CMDS clinics must establish and maintain an agreement with each Medicaid and MIChild Health Plan for health plan enrolled beneficiaries to ensure coordinated care planning and data sharing.

* CMDS clinics must establish a process for clinical staff to communicate with health plan staff on a regular basis to identify health plan enrollees using the CMDS clinic(s), review testing/assessment/screening results, treatment plans, CMDS POCs, and status of mutually served beneficiaries.

* CMDS clinics must collaborate with health plans on the development of referral procedures and effective means of communicating the need for beneficiary-specific referrals. For beneficiaries enrolled in a health plan, CMDS clinics must bill the Medicaid Health Plan (MHP) for medical services rendered according to the health plan billing rules.

The CMDS clinic fee is billed as a FFS claim through CHAMPS regardless of health plan status.

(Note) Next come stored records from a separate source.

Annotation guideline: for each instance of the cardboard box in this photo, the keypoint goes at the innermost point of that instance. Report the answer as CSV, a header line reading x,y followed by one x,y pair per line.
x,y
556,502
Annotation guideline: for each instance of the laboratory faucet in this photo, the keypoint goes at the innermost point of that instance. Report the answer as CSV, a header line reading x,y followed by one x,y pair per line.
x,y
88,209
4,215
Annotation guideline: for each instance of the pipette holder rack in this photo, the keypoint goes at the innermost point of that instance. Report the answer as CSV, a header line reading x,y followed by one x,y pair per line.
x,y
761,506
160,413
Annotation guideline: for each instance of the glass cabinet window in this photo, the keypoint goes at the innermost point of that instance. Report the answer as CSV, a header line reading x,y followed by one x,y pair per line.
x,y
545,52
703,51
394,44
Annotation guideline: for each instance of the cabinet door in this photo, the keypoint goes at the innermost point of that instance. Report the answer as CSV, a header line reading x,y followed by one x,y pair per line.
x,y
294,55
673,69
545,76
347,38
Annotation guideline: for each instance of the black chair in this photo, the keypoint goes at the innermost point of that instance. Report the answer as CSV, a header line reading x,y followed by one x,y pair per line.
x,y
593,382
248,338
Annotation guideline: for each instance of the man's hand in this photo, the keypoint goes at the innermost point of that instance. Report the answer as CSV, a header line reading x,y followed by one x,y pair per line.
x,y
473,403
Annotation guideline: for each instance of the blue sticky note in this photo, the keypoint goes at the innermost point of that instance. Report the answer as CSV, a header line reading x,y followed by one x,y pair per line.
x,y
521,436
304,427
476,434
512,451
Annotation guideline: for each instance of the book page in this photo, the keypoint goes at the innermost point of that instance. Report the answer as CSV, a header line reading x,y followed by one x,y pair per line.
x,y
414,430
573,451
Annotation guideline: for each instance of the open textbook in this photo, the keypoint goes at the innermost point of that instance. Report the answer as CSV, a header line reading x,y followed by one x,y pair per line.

CMDS clinic fees must be billed according to instructions contained in the Billing & Reimbursement for Professionals Chapter of this Manual. CMDS clinics must bill clinic fees following Uniform Billing (UB) guidelines on the professional CMS-1500 claim format or the electronic Health Care Claim Professional (837) ASC X12N version 5010 information. CHAMPS NPI claim editing will be applied to the billing, rendering, supervising, attending, servicing and referring providers as applicable for payment.

Explanation of Services

In addition to medical services, the CMDS Clinics provide:

• A single place and extended appointment for the family to be seen by their team of pediatric specialty providers as well other appropriate health care professionals during that one appointment;

• An environment where the providers come to the family for the single appointment at the clinic as opposed to the family needing to set separate dates and times to go to each provider as in the usual service methodology;

• Same day, face-to-face care coordination by all of the providers who have seen the beneficiary at that appointment allows for immediate discussion, negotiation, coordination and duty assignment of the decisions made that resulted from the provider meeting that follows the appointment. The family does not need to interpret information from one provider to the next which risks misunderstanding as in the usual
service methodology;

• Development and upkeep of a coordinated and comprehensive plan of care and treatment for beneficiaries including clear statements of current comprehensive assessment and ongoing treatment plans available to the entire team;

• Facilities that are tailored to the needs of children and their families; and

• Opportunity for the parent/beneficiary to participate in treatment planning, allowing for timely feedback and discussion of concerns with specialists and other health care professionals simultaneously when needed.